Arcgency, meanwhile, has developed CPH Village, in former shipyard Refshaleøen. The project uses repurposed shipping containers as student housing that can easily be taken apart, moved and reassembled – bringing the entire life cycle of housing into focus.

4. The sustainable fashion scene

Copenhagen has fully grasped circular fashion, from consignment stores and flea markets to apps that take the revolution online. This – paired with CPHFW’s 2023 Sustainability Requirements, which ask brands to meet a minimum standard to take part – has helped cement Copenhagen’s position as a leader in sustainable fashion. 

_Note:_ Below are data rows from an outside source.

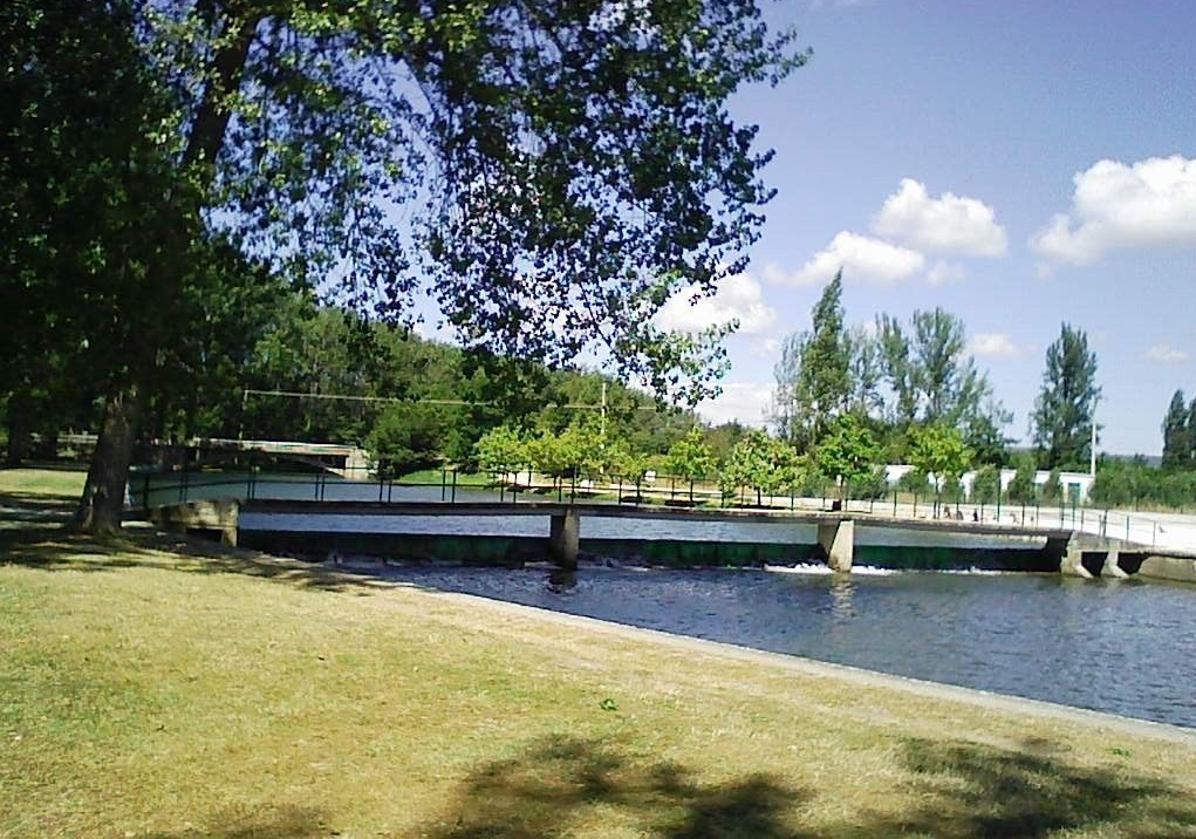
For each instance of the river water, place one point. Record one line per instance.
(1126, 647)
(1122, 647)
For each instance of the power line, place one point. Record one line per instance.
(346, 397)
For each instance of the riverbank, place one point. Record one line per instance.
(164, 687)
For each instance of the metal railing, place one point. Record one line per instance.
(451, 485)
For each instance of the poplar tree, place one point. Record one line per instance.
(1063, 411)
(1177, 442)
(813, 377)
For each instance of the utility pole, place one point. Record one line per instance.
(602, 424)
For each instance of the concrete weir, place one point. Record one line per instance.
(1069, 552)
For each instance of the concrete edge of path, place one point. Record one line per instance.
(856, 675)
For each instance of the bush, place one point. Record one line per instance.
(986, 485)
(407, 438)
(916, 482)
(1021, 488)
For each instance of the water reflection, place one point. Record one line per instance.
(842, 587)
(561, 581)
(1123, 648)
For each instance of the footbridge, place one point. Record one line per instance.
(328, 524)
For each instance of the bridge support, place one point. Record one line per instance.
(212, 516)
(1071, 550)
(1111, 568)
(837, 539)
(562, 539)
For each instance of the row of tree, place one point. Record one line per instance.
(166, 164)
(899, 377)
(847, 461)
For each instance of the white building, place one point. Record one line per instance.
(1075, 484)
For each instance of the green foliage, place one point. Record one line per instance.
(763, 464)
(939, 451)
(986, 484)
(898, 368)
(847, 452)
(502, 449)
(1021, 488)
(950, 386)
(1053, 490)
(407, 438)
(1133, 483)
(813, 378)
(915, 481)
(1063, 412)
(872, 485)
(580, 448)
(952, 490)
(690, 457)
(1178, 435)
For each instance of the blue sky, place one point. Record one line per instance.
(980, 123)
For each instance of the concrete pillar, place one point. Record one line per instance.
(562, 539)
(837, 539)
(1072, 562)
(1110, 568)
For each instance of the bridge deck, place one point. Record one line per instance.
(609, 510)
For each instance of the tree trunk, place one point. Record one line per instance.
(103, 496)
(18, 428)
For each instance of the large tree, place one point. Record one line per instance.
(549, 173)
(1063, 411)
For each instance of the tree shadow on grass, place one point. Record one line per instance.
(50, 546)
(278, 822)
(965, 789)
(560, 785)
(566, 785)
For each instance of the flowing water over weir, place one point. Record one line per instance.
(1122, 647)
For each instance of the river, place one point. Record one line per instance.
(1123, 647)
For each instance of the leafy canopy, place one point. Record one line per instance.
(549, 173)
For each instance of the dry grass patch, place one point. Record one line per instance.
(170, 689)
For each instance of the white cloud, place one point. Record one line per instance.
(943, 273)
(1166, 354)
(767, 348)
(740, 400)
(1151, 203)
(738, 296)
(950, 224)
(860, 257)
(994, 345)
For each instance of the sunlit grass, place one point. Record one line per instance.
(61, 482)
(153, 689)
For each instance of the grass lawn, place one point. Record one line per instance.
(65, 482)
(151, 686)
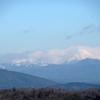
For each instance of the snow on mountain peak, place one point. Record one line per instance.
(53, 56)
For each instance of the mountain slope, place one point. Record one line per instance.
(53, 56)
(9, 79)
(75, 86)
(86, 70)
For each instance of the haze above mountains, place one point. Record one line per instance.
(73, 64)
(53, 56)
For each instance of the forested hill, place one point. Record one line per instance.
(9, 79)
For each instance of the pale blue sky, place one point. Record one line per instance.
(28, 25)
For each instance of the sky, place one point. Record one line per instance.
(30, 25)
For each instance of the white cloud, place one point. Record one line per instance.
(53, 56)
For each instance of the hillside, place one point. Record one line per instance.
(75, 86)
(49, 94)
(86, 71)
(9, 79)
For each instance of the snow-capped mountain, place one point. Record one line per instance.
(53, 56)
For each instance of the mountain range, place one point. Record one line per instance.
(53, 56)
(86, 70)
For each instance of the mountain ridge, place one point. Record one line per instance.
(52, 56)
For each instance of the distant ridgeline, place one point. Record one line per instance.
(86, 71)
(48, 94)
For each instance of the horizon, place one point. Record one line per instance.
(27, 25)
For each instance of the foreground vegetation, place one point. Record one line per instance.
(48, 94)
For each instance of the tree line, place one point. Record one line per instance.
(48, 94)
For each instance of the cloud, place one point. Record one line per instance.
(27, 31)
(69, 36)
(53, 56)
(89, 29)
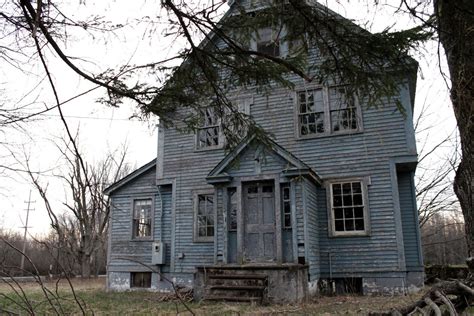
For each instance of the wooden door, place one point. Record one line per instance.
(259, 222)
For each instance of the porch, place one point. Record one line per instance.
(260, 283)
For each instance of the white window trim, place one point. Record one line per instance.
(327, 115)
(365, 182)
(152, 215)
(196, 237)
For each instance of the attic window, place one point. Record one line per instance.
(208, 135)
(268, 42)
(327, 111)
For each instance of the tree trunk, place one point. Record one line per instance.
(456, 34)
(86, 266)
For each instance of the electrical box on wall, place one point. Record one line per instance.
(158, 253)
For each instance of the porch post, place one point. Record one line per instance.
(240, 223)
(278, 228)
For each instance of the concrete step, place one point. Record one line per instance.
(238, 276)
(237, 287)
(233, 298)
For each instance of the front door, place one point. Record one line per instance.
(259, 222)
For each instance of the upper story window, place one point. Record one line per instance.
(142, 218)
(343, 110)
(268, 41)
(209, 134)
(204, 217)
(349, 210)
(327, 111)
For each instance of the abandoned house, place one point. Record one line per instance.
(329, 200)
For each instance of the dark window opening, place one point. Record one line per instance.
(232, 210)
(301, 260)
(142, 218)
(286, 206)
(341, 286)
(140, 279)
(205, 215)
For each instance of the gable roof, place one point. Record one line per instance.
(299, 167)
(130, 177)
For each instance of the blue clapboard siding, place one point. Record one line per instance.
(409, 220)
(385, 135)
(163, 201)
(312, 248)
(122, 246)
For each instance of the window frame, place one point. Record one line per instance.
(328, 126)
(134, 274)
(196, 194)
(152, 218)
(365, 183)
(204, 126)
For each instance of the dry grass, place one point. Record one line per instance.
(99, 302)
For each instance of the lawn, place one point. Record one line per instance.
(95, 300)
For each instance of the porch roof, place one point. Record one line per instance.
(299, 168)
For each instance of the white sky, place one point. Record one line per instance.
(103, 128)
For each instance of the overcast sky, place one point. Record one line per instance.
(103, 129)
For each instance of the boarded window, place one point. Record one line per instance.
(348, 207)
(142, 218)
(208, 135)
(140, 279)
(342, 109)
(205, 217)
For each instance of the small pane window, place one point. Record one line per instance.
(205, 221)
(232, 210)
(142, 218)
(140, 279)
(342, 110)
(311, 112)
(286, 206)
(208, 135)
(348, 207)
(268, 42)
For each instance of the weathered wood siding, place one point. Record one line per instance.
(312, 233)
(124, 250)
(385, 134)
(409, 220)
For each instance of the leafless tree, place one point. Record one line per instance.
(81, 228)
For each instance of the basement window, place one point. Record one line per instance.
(348, 208)
(140, 279)
(142, 218)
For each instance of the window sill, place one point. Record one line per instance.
(349, 234)
(201, 240)
(205, 149)
(142, 239)
(316, 136)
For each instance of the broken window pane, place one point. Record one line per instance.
(348, 207)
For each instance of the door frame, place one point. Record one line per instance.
(237, 183)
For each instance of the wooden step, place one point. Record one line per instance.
(238, 276)
(237, 287)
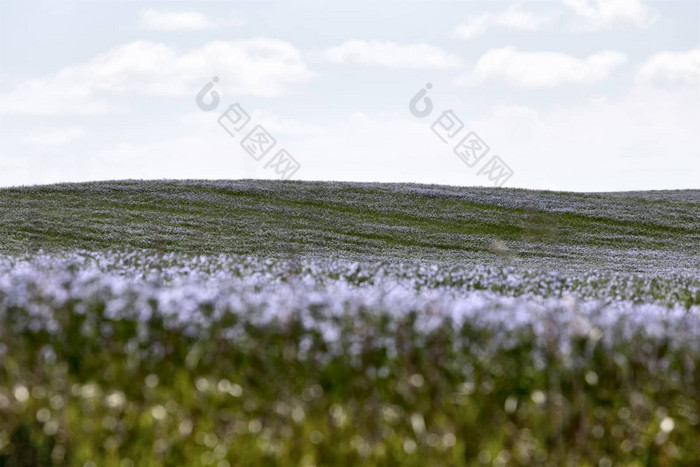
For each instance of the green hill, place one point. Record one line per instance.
(633, 231)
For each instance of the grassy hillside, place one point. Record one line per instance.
(347, 324)
(634, 231)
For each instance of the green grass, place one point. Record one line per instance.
(383, 221)
(123, 345)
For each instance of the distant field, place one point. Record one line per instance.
(294, 323)
(648, 231)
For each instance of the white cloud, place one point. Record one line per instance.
(599, 14)
(645, 139)
(164, 20)
(513, 17)
(392, 55)
(55, 138)
(540, 69)
(671, 69)
(261, 67)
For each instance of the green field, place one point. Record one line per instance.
(312, 323)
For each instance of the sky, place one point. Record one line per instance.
(572, 95)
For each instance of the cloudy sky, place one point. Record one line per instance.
(576, 95)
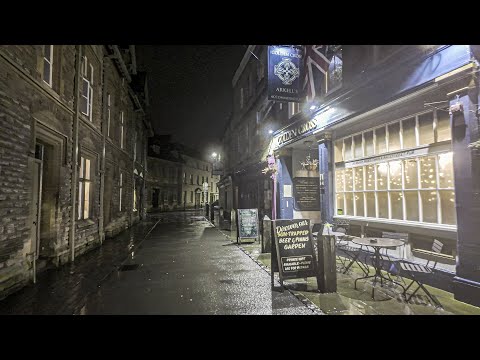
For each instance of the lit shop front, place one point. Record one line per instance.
(394, 155)
(399, 176)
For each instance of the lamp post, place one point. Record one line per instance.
(205, 192)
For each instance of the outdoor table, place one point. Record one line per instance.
(333, 233)
(377, 244)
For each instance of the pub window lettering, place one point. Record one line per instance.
(47, 64)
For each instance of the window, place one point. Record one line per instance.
(47, 64)
(335, 67)
(418, 188)
(414, 189)
(425, 128)
(86, 99)
(84, 189)
(120, 186)
(260, 71)
(122, 129)
(293, 108)
(108, 113)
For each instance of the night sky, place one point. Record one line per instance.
(191, 91)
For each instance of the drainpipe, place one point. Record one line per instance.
(76, 87)
(101, 227)
(133, 56)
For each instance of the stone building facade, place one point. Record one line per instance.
(73, 138)
(176, 177)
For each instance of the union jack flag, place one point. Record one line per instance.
(315, 60)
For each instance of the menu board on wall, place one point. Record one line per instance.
(294, 249)
(247, 224)
(306, 193)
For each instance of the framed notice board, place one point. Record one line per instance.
(306, 193)
(247, 224)
(294, 251)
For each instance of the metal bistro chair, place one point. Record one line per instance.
(393, 262)
(413, 270)
(342, 244)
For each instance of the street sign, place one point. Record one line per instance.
(247, 224)
(295, 255)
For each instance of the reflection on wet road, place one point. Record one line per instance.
(183, 266)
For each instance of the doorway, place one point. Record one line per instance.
(45, 197)
(197, 199)
(155, 197)
(35, 210)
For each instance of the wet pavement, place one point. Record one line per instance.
(174, 263)
(350, 301)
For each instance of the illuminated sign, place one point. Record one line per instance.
(285, 73)
(290, 135)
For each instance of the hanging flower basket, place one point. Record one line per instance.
(309, 164)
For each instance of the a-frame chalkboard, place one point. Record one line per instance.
(294, 255)
(247, 224)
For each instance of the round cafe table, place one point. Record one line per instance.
(377, 244)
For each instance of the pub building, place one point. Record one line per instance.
(390, 153)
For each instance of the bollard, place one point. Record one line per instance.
(327, 272)
(266, 235)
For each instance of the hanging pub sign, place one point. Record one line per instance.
(285, 72)
(295, 255)
(247, 224)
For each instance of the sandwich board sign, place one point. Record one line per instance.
(294, 252)
(247, 224)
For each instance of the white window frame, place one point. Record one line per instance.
(82, 181)
(49, 61)
(389, 189)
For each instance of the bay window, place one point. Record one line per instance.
(413, 185)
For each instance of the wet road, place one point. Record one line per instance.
(183, 266)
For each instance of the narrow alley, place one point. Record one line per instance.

For locals shopping in the city, there are multiple options for lowering their carbon footprint. Les Deux’s Rewear is a circular initiative that lets customers sell their clothes back to (and buy secondhand) from the brand. Trendsales is another incredibly popular app for circular shopping. It has amassed more than one million users and has 250,000 new listings every month, making it the largest digital secondhand fashion marketplace in Denmark.

And there’s something for the kids too: Reshopper is a secondhand marketplace for children’s clothes and toys that also acts as a meetup platform for Copenhagener parents.

The safe (and scenic) bike infrastructure
Photograph: William Perugini /

5. The safe (and scenic) bike infrastructure

Copenhagen is frequently named one of the best biking cities in the world – a direct result of investments in cycling infrastructure by the city. This includes cycle highways like the Copenhagen Route, due to be finished this year, which will improve cycling conditions through the city centre and will help keep motor traffic down.

North of the centre lies The Green Path, a former rail route running diagonally through the city. This cycle trail is as popular with commuters as it is with tourists due to its varied scenery including the distinctive Superkilen park in Nørrebro’s Red Square and a satisfying S-bend past Byhaven2200.

Away from the designated bike routes, cyclists are kept safe through – what else – design. Residential streets in Copenhagen are home to traffic calming measures like narrow lane widths and textured road surfaces so cyclists and motorists can share the road.